Re-implementation of the paper Deep Residual Learning for Image Recognition by Kaiming He et Al. using Google's TensorFlow library.
I implemented this paper for my Bachelor's thesis at Technische Universität München, Chair of Scientific Computing.
You can read all about my experiments and results in my thesis (located in the thesis
folder). Here's a short summary
of the most important findings.
Due to hardware restrictions I was only able to test the models ResNet-20, ResNet-32, ResNet-44 and ResNet-56 on the CIFAR-10 dataset. This is what I got, compared to the results from the original paper:
Model | my test error | test error in original paper |
---|---|---|
ResNet-20 | 8.28% | 8.75% |
ResNet-32 | 8.03% | 7.51% |
ResNet-44 | 7.13% | 7.17% |
ResNet-56 | 7.40% | 6.97% |
If you'd like to run your own experiments with my implementation, take a look into the shellscripts
folder for
examples how to run training and evaluation on different models.
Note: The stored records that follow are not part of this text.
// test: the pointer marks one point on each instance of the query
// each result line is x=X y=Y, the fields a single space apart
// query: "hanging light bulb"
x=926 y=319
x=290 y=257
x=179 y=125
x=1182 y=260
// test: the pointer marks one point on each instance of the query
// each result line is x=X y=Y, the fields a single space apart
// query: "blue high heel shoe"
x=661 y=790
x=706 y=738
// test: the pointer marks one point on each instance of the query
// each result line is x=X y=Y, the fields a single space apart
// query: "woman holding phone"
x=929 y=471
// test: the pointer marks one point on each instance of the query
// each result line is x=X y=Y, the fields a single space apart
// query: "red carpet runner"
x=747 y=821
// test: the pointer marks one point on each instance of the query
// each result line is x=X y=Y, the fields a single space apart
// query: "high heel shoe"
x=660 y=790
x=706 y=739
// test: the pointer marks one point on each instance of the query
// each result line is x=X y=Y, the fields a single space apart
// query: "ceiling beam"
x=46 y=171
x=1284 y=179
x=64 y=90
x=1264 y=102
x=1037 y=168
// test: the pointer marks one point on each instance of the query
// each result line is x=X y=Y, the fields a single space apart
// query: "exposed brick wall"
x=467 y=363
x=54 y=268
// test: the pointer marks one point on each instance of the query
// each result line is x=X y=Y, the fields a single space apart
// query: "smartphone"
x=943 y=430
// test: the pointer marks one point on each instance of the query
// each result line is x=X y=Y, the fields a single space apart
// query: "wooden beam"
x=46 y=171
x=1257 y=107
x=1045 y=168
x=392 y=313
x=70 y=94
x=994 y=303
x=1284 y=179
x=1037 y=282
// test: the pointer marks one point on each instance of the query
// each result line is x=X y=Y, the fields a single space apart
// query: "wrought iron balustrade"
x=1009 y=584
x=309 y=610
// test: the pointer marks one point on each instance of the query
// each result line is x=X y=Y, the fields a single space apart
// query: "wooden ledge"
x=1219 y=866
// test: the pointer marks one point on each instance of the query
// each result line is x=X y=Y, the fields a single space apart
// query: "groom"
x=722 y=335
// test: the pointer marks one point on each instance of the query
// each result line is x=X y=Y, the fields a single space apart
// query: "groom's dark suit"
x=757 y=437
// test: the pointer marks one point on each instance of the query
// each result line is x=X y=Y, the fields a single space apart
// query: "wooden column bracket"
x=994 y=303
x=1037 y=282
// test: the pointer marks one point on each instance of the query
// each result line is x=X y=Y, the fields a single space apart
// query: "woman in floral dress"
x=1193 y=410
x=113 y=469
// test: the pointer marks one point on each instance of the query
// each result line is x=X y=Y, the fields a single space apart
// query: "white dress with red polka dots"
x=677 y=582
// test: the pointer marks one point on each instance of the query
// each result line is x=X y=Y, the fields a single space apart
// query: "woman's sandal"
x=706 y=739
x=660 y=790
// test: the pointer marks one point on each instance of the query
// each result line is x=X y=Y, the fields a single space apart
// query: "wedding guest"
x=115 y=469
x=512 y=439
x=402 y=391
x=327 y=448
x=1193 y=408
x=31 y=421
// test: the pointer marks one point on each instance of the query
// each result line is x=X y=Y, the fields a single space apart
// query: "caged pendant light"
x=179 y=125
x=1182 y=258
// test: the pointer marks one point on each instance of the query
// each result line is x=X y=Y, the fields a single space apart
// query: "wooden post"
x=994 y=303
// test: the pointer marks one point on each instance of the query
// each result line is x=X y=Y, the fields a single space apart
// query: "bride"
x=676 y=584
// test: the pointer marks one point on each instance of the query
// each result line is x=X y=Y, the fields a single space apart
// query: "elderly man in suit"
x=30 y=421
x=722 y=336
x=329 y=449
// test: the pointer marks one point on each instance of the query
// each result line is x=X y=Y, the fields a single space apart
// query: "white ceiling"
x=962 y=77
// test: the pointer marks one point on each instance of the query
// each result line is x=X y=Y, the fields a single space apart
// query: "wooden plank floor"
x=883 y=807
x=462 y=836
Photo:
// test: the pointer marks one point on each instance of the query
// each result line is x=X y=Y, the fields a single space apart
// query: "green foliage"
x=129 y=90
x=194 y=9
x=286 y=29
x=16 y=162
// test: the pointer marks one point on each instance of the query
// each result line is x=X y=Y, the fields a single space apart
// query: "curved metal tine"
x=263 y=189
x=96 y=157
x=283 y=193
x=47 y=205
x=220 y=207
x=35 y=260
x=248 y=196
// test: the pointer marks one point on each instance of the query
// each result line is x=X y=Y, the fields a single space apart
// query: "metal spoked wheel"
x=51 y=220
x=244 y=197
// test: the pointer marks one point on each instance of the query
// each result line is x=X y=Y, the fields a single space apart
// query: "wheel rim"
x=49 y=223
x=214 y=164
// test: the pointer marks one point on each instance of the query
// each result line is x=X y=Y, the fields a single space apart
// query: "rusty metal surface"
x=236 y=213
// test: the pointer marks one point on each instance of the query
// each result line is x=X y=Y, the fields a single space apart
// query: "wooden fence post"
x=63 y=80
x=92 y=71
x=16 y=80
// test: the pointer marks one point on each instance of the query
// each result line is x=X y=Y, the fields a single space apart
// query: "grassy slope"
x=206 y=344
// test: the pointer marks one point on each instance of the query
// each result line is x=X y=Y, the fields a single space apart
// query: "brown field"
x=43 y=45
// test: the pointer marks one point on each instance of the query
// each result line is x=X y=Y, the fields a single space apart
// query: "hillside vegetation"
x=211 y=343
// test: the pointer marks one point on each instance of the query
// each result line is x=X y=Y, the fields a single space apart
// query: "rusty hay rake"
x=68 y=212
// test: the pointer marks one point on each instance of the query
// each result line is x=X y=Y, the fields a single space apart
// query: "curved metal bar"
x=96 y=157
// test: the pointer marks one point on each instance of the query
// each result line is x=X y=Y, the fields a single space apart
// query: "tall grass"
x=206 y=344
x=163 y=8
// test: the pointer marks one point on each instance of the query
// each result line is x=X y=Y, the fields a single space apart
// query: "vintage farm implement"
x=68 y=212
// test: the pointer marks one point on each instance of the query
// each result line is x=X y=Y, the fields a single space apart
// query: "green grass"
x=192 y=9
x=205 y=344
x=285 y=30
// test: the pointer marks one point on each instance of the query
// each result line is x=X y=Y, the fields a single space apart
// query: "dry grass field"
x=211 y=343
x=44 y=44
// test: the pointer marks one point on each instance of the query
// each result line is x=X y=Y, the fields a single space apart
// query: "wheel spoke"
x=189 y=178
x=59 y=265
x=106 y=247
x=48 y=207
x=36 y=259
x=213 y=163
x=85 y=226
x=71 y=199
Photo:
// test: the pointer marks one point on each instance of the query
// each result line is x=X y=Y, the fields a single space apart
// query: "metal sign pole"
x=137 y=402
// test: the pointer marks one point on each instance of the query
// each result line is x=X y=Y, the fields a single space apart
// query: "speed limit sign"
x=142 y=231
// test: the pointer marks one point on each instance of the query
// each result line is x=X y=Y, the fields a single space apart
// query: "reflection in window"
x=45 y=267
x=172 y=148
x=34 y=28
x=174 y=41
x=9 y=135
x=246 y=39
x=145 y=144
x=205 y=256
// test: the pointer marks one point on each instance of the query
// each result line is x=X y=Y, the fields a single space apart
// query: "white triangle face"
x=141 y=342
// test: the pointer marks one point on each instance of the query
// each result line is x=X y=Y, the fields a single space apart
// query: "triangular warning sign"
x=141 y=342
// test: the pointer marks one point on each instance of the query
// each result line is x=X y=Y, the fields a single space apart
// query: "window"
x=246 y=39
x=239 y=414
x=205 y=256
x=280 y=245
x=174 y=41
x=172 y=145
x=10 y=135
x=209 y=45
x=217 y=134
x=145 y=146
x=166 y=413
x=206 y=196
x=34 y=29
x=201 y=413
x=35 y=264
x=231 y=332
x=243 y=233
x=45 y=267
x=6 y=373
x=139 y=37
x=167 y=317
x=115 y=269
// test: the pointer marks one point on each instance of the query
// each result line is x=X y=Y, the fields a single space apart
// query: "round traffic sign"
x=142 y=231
All configurable parameters can be found in the file
config.py
.
On master
there also exist stubs for training and evaluating the models on other datasets, namely the
ImageNet dataset and the image data of the
Yelp Restaurant Photo Classification challenge. For the
latter there are working implementations in the branches yelp
, yelp-evaluation
and yelp-testing
. However, I highly
discourage using them since the code is quite messy.